優勢だった時に、つい後鬼ちゃんの猫のものまねを想像して集中力が切れてしまった。負けそうになった時でさえも、頭から離れなかったお陰で負けてしまった。自分の油断とは言え、悔しい。
「にゃ……にゃあ」
「かわいいっ! 」
恐る恐る振り絞るように出した鳴き声に、突如抱きしめられた。鳴きまねの恥ずかしさで顔がとても緩んでいるため、顔を見られない分にはいい。
「よしよし~」
「にゃだーっ! 」
いきなり、頭をわしゃわしゃと撫でられたため、「やだー! 」と言おうとしたのに、猫が混ざってしまった。恥ずかしい。

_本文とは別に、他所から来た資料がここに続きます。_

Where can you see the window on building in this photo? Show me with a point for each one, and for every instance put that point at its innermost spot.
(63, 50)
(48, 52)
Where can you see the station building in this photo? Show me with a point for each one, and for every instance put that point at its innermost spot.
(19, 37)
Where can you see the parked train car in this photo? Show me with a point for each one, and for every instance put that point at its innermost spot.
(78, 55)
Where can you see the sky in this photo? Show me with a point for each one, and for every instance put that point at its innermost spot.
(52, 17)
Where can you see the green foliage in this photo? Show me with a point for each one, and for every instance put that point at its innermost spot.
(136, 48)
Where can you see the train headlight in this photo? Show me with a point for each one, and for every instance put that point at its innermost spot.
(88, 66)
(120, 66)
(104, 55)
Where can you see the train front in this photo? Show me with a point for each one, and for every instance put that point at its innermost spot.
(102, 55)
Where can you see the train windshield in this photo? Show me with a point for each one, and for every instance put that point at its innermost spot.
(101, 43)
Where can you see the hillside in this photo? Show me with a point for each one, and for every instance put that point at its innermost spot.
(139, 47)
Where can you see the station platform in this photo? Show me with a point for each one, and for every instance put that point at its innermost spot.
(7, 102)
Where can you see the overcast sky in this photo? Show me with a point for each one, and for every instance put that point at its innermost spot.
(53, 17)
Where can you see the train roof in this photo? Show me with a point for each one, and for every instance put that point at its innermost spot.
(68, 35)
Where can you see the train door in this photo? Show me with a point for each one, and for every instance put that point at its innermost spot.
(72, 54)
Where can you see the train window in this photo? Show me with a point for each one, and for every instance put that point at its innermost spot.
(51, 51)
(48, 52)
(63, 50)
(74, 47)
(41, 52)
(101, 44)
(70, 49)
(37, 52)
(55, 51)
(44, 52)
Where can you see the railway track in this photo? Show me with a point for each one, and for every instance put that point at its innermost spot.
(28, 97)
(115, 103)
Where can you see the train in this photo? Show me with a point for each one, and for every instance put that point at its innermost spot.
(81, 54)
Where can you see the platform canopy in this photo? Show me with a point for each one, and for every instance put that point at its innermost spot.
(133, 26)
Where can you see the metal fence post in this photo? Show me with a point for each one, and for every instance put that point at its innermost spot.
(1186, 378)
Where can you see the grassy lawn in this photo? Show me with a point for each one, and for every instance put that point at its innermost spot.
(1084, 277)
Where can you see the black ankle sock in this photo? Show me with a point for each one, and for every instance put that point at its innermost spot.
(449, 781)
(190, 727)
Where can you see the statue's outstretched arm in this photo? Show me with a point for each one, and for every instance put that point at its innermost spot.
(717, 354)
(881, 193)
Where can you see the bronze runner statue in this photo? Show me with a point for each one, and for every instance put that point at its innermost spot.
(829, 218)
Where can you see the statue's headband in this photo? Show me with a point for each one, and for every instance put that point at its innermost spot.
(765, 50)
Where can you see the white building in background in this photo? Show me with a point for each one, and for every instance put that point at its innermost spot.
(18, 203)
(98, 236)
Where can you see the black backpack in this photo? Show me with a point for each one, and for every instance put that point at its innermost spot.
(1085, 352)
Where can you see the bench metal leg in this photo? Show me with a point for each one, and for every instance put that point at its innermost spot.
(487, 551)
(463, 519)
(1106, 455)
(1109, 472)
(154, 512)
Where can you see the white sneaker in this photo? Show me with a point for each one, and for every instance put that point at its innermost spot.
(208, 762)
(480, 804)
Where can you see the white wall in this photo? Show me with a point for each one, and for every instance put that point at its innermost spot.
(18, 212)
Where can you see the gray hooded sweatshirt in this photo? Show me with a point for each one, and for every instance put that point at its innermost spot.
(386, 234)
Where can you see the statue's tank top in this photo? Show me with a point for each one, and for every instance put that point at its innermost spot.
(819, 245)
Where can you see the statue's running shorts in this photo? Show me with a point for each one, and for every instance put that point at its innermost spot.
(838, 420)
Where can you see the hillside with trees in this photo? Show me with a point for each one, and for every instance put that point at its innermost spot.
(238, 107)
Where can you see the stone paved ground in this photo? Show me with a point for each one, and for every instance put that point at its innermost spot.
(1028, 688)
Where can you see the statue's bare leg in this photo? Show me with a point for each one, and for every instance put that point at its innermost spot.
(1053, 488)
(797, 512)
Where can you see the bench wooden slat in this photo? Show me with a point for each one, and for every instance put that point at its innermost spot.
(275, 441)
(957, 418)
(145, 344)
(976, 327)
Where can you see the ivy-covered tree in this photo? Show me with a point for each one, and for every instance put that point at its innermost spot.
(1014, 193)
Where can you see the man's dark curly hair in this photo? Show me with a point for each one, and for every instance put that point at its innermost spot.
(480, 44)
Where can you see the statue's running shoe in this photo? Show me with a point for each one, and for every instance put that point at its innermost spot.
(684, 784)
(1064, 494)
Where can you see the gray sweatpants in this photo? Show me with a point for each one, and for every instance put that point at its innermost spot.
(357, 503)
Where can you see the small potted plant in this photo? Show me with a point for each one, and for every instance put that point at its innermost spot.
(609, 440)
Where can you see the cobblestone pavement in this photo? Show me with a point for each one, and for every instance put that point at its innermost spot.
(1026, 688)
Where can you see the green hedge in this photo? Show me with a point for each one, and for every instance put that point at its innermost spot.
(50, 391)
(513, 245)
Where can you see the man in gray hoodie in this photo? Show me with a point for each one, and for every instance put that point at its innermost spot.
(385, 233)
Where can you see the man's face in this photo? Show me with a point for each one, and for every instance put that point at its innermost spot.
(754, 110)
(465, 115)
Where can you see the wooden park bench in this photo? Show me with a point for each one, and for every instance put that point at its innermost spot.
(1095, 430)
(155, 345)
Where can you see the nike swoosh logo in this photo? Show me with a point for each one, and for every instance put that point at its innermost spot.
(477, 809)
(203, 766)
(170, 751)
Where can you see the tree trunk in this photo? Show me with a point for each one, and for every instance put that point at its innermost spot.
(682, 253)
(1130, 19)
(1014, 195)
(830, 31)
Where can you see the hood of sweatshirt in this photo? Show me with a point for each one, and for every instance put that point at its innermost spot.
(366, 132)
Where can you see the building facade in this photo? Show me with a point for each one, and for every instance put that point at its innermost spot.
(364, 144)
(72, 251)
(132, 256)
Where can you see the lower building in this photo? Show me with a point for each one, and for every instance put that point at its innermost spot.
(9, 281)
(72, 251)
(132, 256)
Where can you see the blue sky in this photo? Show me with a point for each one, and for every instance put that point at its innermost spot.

後鬼ちゃんが気付いているかどうか気になった私は彼女の方に恐る恐る目をやる。もちろんにやにやとこちらを見つめていた。後鬼ちゃんが口を開く。
「にゃだーっ! 」
「にゃっ」
勿論、聞き逃すわけが無いですよ!と言わんばかりのものまね。でもその無邪気にものまねをする様がとても可愛かった。
「にゃぁ~、にゃっにゃっ! 」
もう一度、後鬼ちゃんのものまねが見たい!膝に頬ずりし、猫語を喋る。
「きゃっ、かわいい! よしよし~」
当たり前のことであるが、私の意図は後鬼ちゃんに伝わらず、ただただ私の仕草に興奮している。
「はい、お手」
「いにゃっ! 」と首を振る。
それは犬!と言いたかったが、言葉を発したら余計に頬を摘まれそうであったので、精一杯の抵抗だ。
「嫌がる仕草も可愛いです~」
「……にゃあ」
残念ながらそれすら伝わらなかった。ひたすら頭を撫でられる。私も頭を撫でられることに関しては満更でもない。後鬼ちゃんの膝がとても居心地がいいのだ。しかも、じゃらされる様に撫でて貰える。猫も悪くない。
後鬼ちゃんが飽きるまで、私はにゃーにゃーと甘い声で甘えるのであった。